都心の自宅にカスミが中々帰宅しないのは、どこか避けられているようにナギサは感じていた。だが実際は、過酷な環境に弱音を吐くことなく、夢を追い求めているのだと今は思う。
ナギサは椅子の背もたれで大きく反り、暗い天井を仰いだ。
「カスミの方が、全然偉いじゃないですか……」
そして、苛立ちながら呟いた。
足を引っ張るなど、劣等感から卑下することはない。『下』は間違いなく自分であると、今のナギサは自覚した。

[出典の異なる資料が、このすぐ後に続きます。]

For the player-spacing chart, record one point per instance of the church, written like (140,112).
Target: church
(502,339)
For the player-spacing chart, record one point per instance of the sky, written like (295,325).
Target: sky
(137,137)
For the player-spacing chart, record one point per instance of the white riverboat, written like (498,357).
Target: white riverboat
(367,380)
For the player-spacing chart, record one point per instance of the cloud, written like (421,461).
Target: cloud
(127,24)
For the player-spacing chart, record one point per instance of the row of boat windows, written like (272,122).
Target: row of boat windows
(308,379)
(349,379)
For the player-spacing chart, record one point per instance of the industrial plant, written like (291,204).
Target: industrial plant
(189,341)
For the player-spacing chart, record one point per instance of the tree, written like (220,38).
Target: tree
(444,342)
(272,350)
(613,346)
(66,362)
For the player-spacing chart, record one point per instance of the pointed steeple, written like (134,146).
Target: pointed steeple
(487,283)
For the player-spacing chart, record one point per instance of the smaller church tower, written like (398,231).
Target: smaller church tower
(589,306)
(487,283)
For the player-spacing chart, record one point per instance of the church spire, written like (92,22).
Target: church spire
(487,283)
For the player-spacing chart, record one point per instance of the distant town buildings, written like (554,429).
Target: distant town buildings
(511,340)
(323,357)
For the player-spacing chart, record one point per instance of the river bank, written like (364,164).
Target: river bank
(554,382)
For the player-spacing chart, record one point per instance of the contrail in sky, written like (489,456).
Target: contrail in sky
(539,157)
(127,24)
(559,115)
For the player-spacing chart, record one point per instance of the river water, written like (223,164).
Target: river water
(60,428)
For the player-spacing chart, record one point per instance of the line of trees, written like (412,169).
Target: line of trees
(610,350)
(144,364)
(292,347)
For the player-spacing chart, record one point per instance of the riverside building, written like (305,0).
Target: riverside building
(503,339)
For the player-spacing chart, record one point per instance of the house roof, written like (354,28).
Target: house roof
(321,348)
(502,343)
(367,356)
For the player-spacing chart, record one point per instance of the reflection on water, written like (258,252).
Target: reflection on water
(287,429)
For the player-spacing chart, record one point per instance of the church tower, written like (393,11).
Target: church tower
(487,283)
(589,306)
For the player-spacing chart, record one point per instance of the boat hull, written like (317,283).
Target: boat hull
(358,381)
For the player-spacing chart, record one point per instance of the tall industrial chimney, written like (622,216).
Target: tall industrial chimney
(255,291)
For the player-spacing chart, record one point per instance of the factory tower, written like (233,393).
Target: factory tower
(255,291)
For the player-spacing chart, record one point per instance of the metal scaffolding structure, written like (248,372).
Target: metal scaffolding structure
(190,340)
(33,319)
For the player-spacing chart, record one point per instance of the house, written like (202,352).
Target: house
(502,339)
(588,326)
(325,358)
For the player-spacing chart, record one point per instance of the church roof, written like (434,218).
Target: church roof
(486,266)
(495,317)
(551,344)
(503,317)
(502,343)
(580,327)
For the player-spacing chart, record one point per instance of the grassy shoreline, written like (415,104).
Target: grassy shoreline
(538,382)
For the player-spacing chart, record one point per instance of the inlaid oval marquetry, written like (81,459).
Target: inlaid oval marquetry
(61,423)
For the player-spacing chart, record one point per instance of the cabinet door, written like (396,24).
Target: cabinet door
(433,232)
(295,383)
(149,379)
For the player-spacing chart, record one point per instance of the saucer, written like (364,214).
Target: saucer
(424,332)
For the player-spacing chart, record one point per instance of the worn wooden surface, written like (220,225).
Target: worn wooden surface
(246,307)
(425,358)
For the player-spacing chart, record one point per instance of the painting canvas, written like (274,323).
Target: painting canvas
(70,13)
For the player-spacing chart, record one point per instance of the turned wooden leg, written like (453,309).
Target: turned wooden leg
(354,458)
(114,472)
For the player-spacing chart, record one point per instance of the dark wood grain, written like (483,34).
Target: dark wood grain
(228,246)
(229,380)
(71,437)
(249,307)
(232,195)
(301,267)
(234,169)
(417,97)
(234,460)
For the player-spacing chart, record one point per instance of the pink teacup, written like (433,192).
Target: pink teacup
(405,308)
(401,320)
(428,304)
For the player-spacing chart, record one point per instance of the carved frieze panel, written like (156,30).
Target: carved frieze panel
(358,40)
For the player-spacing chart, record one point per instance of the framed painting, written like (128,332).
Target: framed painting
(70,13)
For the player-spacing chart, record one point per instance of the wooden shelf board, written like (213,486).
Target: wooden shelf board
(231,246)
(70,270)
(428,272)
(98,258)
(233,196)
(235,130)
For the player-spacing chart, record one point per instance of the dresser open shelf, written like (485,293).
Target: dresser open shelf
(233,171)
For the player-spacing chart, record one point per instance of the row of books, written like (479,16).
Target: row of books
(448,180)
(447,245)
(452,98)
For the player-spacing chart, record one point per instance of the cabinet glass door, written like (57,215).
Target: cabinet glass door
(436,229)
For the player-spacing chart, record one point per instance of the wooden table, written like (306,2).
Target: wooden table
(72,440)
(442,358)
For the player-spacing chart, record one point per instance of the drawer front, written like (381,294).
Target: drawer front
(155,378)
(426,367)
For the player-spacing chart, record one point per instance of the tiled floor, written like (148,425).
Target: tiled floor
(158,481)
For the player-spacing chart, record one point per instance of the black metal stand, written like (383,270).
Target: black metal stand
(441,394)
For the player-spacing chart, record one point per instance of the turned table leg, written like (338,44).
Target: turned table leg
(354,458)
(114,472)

島を出てからは『上』であると勘違いし、カスミのことを気遣った結果、離れようとした。カスミはそれを汲み、姿を消した。
実に愚かであると、ナギサは自らの言動を恥じた。だから反省し、客観的に考えることが出来た。
これからも『上下』で揉めたところで、絶対に格は定まらない。そもそも、定める必要は無い。周囲はまだしも、当事者間の比較にも意味は無い。
自分達は双子として対等――いや、似て非なるものであると、当たり前のことをカスミに伝えたい。
ナギサは身体を起こした。カスミに申し訳ないと思いつつも、机の引き出しを開けた。
月明かりが、四葉のクローバーをラミネートした栞を照らした。
小学生の頃、カスミが四つ葉のクローバーをふたつ見つけた。ナギサはふたつの栞に加工し、それぞれが持った。
その片割れだ。きっと大切に仕舞われていたのだと思いながら、自分と全く同じものを手に取った。
やはり、葉は緑色のまま原型を保ち――あの時のままだった。